Si ganas una carrera pero pierdes quince, ¿ganaste algo? Si te ganas el respeto de alguien, su atención y amor, y luego lo pierdes, ¿qué ganaste? Puedes perder lo ganado. Puedes perder al ganar.
“Vamos a ganar tantas veces que se cansarán de ganar”, prometió un candidato presidencial a toda una nación. “Vendrán a mí y dirán: ‘Por favor, por favor, ya no podemos volver a ganar’”.
“Voy a recuperarlo”, le dije a mi amiga mientras estábamos descansando en la piscina, bañadas por la dorada luz solar. “Voy a recuperar su amor”.
Su rostro al escucharme era una composición perfecta de lástima, escepticismo y autocontrol. Sabía que no sucedería y también sabía que yo no estaba lista para escuchar eso.
Por supuesto, no lo recuperé, pero esto es algo más que aprendí acerca de ganar: no solo aprendí lo inestable que es o la forma en que puede convertirse en una pérdida, sino también cómo, con el tiempo, puede convertirse en un triunfo de nuevo.
Ahora pienso qué habría pasado si ese viaje hubiera sido el inicio de mi vida matrimonial con el hombre de Boston. Habría sido delirante, extático. Diez días de felicidad, seguidos de un mes, o dos, o un año de alegría.
Y luego, uno por uno, los problemas que el hombre había predicho en la llamada por Skype habrían saltado a la vista: necesitaba concentrarse en su carrera y decidir lo que quería hacer.

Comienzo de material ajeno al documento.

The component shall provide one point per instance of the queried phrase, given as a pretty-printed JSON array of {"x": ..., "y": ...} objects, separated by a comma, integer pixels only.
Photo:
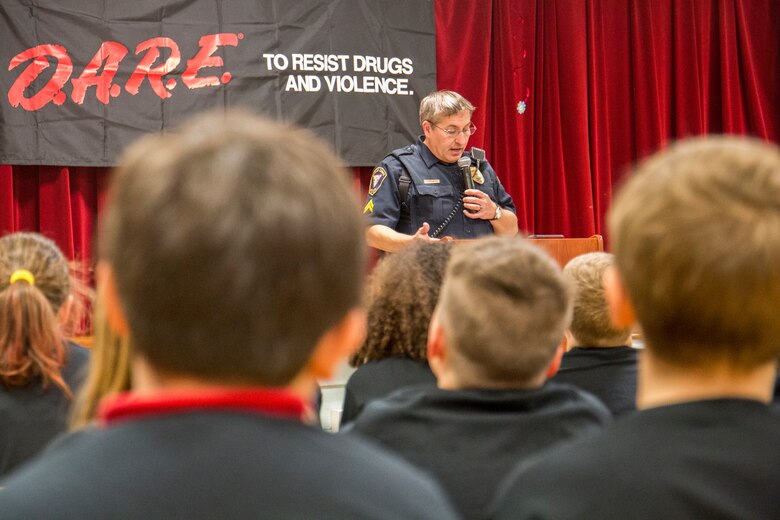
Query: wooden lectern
[{"x": 564, "y": 249}]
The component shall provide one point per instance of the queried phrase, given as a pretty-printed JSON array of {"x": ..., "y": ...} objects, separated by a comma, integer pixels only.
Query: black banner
[{"x": 80, "y": 79}]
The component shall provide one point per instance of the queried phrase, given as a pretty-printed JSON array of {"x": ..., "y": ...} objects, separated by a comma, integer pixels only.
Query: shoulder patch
[{"x": 378, "y": 176}]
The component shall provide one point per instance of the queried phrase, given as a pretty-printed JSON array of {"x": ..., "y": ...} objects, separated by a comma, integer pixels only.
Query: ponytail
[{"x": 32, "y": 344}]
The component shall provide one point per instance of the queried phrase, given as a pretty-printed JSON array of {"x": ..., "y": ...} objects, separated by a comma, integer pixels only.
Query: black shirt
[
  {"x": 712, "y": 459},
  {"x": 380, "y": 378},
  {"x": 608, "y": 373},
  {"x": 433, "y": 195},
  {"x": 470, "y": 439},
  {"x": 235, "y": 454},
  {"x": 31, "y": 416}
]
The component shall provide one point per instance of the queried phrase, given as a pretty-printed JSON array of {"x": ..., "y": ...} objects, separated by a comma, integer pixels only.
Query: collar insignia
[{"x": 378, "y": 176}]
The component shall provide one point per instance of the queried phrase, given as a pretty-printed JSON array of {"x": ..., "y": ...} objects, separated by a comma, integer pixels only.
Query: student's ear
[
  {"x": 621, "y": 310},
  {"x": 337, "y": 344},
  {"x": 115, "y": 313},
  {"x": 555, "y": 364}
]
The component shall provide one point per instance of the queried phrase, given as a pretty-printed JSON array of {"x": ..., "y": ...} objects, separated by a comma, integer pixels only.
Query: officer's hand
[
  {"x": 478, "y": 205},
  {"x": 422, "y": 233}
]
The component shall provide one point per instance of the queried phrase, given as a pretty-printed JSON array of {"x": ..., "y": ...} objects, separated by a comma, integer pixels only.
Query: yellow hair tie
[{"x": 23, "y": 274}]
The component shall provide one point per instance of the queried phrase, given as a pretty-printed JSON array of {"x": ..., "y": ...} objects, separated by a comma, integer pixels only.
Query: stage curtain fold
[{"x": 604, "y": 83}]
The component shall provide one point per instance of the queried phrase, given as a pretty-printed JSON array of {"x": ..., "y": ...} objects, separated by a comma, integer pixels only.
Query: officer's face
[{"x": 448, "y": 148}]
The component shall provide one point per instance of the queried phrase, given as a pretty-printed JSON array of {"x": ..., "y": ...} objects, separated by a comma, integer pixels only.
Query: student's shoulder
[
  {"x": 567, "y": 396},
  {"x": 367, "y": 469},
  {"x": 559, "y": 482}
]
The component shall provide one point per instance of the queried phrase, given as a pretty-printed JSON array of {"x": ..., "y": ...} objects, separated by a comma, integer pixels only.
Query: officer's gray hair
[{"x": 443, "y": 103}]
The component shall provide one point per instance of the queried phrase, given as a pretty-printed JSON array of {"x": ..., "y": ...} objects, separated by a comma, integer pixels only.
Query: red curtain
[{"x": 604, "y": 82}]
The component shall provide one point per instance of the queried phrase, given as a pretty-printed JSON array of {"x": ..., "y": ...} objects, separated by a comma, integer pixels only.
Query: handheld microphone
[{"x": 464, "y": 163}]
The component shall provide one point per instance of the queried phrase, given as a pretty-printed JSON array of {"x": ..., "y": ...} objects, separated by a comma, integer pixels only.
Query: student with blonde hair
[
  {"x": 232, "y": 254},
  {"x": 599, "y": 357},
  {"x": 696, "y": 238},
  {"x": 494, "y": 339},
  {"x": 39, "y": 368}
]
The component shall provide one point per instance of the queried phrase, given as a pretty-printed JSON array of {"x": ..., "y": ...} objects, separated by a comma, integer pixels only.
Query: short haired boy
[
  {"x": 495, "y": 338},
  {"x": 599, "y": 357},
  {"x": 696, "y": 236},
  {"x": 233, "y": 256}
]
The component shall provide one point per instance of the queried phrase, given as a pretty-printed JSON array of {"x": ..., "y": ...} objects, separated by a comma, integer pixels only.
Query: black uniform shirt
[
  {"x": 703, "y": 459},
  {"x": 470, "y": 439},
  {"x": 433, "y": 195},
  {"x": 31, "y": 416},
  {"x": 217, "y": 453},
  {"x": 381, "y": 378},
  {"x": 608, "y": 373}
]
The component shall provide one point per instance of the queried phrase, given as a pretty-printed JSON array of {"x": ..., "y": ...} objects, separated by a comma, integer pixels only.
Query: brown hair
[
  {"x": 31, "y": 340},
  {"x": 443, "y": 103},
  {"x": 696, "y": 236},
  {"x": 590, "y": 324},
  {"x": 504, "y": 308},
  {"x": 401, "y": 295},
  {"x": 109, "y": 369},
  {"x": 235, "y": 244}
]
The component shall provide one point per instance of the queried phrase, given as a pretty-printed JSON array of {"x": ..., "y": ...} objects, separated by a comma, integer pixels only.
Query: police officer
[{"x": 437, "y": 203}]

¿Y acaso yo no prefería más a las mujeres que a los hombres? ¿Que no en realidad yo tenía aversión a la vida matrimonial, heterosexual y rígida en la que me habría inscrito a causa del atolondramiento del amor? Mis cambios de humor y mi impulsividad lo habrían frustrado. Su precaución y su aversión a los riesgos me habrían hecho sentir asfixiada. Alguno de los dos se habría vuelto loco con la forma de masticar, de tragar o de respirar del otro. En resumen, no habría funcionado. Ese triunfo no iba a durar.
Ahora estoy enamorada de alguien más, una mujer, y soy más feliz que nunca. Cuando recuerdo la luna de miel, los hoteles, la exquisita comida, los obsequios, todo el encanto y lujo polvoriento del asunto, ya no siento que haya sido una pérdida en absoluto. Los días que pasamos mi mejor amiga y yo en India, recorriendo una versión del romance coreografiada, en tonos rojos y rosas, bajo la luz de la luna sin conocer la rutina, era una premonición de la vida queer, antes de que comenzara mi propia vida como queer.
En ese viaje de desamor, yo no podía haber previsto que lo vería en retrospectiva como uno de los mejores ejemplos de tenerlo todo. Quería alardear con mi otro yo desilusionado: “Tuviste la luna de miel sin necesidad de quedarte con el esposo”. ¡Qué logro! ¡Qué triunfo!